Episode 1 of Street Kid World Cup kicked off on BBC3 this week. A team of girls approaching adulthood embark on an emotional, eventful and life changing journey as they represent England at a football tournament in Brasil. Our TV screens are drowning in a sea of programmes with young girls and boys heading to Kavos with their parents watching to see what they are getting up to, this insightful documentary couldn’t be more different. Football kits in place of bikinis and finding new family ties in a place they could have only dreamed of once.
This group of teenage girls come from the care home system, their personalities are very different but what binds them is not just the negative aspects of their lives but something that is hard for anyone looking into the care home window to see; the belief that they can grow into achieving women. As varied as their backgrounds are, they all seem to understand each other in a way that no one else can even when fear, anger, frustration and defeat have become familiar cycles of life.

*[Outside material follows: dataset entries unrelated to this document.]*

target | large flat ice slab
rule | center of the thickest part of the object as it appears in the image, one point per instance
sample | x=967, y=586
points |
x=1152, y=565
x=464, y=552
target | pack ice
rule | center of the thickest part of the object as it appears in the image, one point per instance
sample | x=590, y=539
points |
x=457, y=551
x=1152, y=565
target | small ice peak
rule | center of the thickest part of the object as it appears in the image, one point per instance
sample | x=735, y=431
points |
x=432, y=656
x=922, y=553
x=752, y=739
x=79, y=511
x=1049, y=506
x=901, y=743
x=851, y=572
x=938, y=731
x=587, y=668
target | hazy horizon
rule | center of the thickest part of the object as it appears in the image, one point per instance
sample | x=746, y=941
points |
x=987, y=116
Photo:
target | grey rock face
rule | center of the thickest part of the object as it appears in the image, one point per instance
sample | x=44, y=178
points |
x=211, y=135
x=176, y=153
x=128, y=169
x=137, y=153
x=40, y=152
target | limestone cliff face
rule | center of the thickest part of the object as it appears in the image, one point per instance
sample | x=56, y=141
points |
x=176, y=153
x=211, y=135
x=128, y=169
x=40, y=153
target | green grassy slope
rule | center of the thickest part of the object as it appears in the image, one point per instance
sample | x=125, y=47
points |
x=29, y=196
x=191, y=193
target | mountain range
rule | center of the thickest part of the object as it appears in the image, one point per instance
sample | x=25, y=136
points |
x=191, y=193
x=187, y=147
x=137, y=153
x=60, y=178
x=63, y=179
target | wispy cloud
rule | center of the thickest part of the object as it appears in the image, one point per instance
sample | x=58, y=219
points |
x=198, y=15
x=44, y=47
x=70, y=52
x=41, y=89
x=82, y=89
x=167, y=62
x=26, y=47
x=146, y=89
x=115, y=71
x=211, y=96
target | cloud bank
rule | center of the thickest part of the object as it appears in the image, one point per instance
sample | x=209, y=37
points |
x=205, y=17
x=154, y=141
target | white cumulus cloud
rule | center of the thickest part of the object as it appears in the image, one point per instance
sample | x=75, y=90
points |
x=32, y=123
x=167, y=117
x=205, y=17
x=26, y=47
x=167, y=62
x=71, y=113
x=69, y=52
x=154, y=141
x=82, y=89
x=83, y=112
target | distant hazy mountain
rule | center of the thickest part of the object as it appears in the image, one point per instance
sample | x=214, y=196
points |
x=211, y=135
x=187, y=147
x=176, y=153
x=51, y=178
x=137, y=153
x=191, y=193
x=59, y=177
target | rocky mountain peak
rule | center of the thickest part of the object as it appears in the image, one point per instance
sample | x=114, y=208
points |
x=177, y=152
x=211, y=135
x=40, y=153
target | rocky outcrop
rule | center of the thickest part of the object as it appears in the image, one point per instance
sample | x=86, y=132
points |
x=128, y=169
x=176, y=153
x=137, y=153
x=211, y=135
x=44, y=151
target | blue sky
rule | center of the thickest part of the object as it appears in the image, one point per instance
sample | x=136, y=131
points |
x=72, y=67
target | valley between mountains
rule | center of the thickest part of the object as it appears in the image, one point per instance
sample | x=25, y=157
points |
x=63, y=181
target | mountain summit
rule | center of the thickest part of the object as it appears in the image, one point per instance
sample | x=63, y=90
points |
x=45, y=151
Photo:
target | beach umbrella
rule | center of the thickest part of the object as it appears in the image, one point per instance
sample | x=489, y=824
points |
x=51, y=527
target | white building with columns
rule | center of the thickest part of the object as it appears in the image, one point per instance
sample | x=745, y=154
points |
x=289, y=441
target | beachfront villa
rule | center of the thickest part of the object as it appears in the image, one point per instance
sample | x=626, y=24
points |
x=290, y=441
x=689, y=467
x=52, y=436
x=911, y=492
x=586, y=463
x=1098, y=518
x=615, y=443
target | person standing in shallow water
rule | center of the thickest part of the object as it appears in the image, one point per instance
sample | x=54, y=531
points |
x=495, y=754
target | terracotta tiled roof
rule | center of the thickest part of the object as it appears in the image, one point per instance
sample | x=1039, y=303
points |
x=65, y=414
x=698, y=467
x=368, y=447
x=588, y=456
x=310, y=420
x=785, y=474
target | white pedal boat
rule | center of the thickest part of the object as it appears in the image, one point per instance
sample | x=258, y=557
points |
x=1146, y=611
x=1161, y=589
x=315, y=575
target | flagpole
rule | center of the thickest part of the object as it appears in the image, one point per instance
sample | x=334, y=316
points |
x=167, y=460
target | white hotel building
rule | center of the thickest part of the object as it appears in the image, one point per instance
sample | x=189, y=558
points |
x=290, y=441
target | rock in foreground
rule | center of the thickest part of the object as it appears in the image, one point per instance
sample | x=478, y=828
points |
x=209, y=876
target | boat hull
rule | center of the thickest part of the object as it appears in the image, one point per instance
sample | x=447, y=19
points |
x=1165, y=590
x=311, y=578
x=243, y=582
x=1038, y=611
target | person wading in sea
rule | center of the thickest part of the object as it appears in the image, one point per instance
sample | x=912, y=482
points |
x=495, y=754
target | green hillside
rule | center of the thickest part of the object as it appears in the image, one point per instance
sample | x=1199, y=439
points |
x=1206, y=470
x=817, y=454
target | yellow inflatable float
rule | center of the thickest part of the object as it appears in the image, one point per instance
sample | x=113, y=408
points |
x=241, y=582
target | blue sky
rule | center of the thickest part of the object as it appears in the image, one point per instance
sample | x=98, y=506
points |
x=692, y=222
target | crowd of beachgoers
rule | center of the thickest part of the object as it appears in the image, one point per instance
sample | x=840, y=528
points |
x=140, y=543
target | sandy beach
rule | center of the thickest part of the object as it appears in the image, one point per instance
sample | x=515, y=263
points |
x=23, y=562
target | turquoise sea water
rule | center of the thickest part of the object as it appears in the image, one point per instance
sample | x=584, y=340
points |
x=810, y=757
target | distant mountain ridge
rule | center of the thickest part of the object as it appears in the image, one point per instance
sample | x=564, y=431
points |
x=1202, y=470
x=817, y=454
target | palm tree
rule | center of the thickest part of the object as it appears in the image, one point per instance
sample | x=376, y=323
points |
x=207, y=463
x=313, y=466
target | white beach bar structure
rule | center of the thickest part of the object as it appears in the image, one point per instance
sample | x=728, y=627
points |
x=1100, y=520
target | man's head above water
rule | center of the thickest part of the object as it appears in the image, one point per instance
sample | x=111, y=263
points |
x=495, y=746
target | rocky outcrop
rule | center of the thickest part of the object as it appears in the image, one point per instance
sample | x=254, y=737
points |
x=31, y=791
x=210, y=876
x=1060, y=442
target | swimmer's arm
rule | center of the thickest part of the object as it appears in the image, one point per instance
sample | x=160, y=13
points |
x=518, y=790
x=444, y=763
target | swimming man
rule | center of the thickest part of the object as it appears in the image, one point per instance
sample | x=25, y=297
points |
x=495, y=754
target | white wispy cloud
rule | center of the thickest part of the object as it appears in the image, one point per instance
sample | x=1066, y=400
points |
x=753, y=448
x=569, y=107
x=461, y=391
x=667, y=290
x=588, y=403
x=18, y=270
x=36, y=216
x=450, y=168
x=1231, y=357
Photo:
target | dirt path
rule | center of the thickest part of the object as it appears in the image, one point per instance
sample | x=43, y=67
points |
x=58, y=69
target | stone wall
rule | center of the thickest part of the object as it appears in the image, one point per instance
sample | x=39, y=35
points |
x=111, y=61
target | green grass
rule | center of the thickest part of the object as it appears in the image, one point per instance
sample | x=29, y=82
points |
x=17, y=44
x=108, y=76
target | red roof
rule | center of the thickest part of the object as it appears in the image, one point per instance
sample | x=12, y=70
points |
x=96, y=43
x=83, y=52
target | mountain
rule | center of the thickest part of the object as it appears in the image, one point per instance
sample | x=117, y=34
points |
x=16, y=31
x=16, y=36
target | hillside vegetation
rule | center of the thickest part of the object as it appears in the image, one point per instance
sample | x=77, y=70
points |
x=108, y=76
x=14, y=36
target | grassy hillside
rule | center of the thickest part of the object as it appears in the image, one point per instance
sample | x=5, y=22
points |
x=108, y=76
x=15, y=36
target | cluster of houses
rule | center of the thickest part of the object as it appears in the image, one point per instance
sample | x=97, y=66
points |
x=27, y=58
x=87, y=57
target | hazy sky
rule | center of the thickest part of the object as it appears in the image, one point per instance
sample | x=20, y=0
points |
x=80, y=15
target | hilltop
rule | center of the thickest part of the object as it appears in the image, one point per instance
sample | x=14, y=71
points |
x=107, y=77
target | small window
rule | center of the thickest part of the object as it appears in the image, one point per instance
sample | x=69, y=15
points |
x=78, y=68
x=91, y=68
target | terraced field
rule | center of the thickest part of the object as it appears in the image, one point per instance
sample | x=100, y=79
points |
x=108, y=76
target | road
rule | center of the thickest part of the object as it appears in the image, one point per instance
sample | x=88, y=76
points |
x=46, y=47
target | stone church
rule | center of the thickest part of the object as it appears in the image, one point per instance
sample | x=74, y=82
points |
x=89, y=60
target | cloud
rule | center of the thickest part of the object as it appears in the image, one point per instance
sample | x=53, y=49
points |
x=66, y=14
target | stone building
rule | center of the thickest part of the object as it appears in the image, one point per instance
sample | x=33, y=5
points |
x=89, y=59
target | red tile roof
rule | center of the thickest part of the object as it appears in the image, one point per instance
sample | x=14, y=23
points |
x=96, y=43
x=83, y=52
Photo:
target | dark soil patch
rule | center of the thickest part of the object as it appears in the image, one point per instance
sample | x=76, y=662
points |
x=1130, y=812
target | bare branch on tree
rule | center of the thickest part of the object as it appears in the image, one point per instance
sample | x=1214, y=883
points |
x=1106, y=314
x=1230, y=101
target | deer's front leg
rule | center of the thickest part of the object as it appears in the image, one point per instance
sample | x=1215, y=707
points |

The Street Kid World Cup is an organization which in 2014 invited 230 former street kids from 19 countries to take part in a football tournament. It is very hard for these kids to relax, trust and let their guard down but as you watch the documentary you see that these girls begin to soften and accept. This became obvious as they traveled on a coach full of girls from other teams to visit Christ the Redeemer and as is synonymous with the effervescent Brasilian culture, the essentials for breaking down barriers and getting through desperate times is to dance and sing.
The Brasilian girls started their own party on the coach in the hope that all the girls would join in and after being met initially by the metaphorical free kick wall, the sound of Samba and the glow of the green and yellow was too strong. Team England couldn’t resist any longer, the frowns turned into smiles and their firmly wedged feet began to tap to the beat. You can’t blame them for wearing their protective coat like a strait-jacket but what came across was the sense of freedom they were experiencing from the release of those irritating buckles.
Kids don’t always have it easy, the transition from child to adult is difficult enough but for these kids who have lost parents through war, illness or have been taken away for their own protection and well-being life is even tougher. Family for a child is everything; organisations like Street Kid World Cup not only provides them with an unforgettable experience but more, introduces them to family in a whole new form.
Watching episode 2 has thrown up memories of my childhood and how, at the time, I couldn’t see a way forward. Back then, the support was limited with a ‘don’t get involved’ attitude so for me, it’s so encouraging to see that things are very different now. The common ailment for all these kids are the fractures off the pitch as well as on it and the hope is that the healing process can start sooner rather than later. TEAM KIDS!